Je tiens à vous féliciter pour le travail remarquable que vous avez accompli. Lorsque l’opportunité de participer à SAVAGE LANDS m’a été présentée, je me suis immédiatement porté volontaire, même si, en général, je suis plutôt orienté vers le black et le death metal. J’étais également très motivé par l’envie de soutenir cette cause et de réaliser cette interview avec toi .

 

Merci infiniment, je vous annonce donc que notre album est bientôt prêt. Comme je vous l’ai mentionné, tous les bénéfices seront reversés à SAVAGE LANDS. Nous avons opté pour un vinyle bio, ce qui signifie qu’il ne sera pas disponible dans des coloris variés, car nous avons choisi de minimiser notre empreinte écologique.

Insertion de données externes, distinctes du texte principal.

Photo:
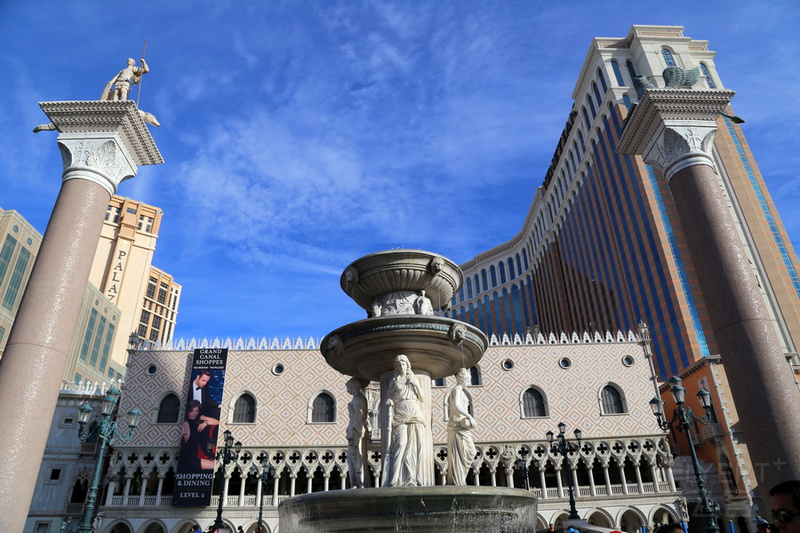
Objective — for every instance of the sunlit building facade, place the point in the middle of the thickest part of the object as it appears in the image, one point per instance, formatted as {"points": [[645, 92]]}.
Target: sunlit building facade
{"points": [[601, 246]]}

Ce vinyle ne contiendra aucune énergie fossile dans sa fabrication. En ce qui concerne le CD, nous avons également réalisé un digipack sans plastique afin de réduire notre impact environnemental au maximum. Nous avons l’intention de continuer à produire des titres en dehors de l’album. Actuellement, nous collaborons avec Dirk sur des morceaux un peu plus musclés. Je viens de terminer un nouveau riff que j’ai envoyé à Teo, le bassiste de BLOODBATH ainsi qu’au guitariste de SUFFOCATION, pour un avis. Il m’a fait remarquer que le riff principal a une forte connotation black metal, mais joué avec une Telecaster, il évoque également des sonorités de stoner rock. Cette approche nous permet de casser les conventions, et ce projet nous offre la liberté de ne pas nous limiter à un seul style. Nous bénéficions effectivement d’une grande liberté créative. Lors de la composition, nous n’en avons pas trop débattu. Chacun, avec ses influences variées, contribue naturellement à l’inspiration de l’ensemble.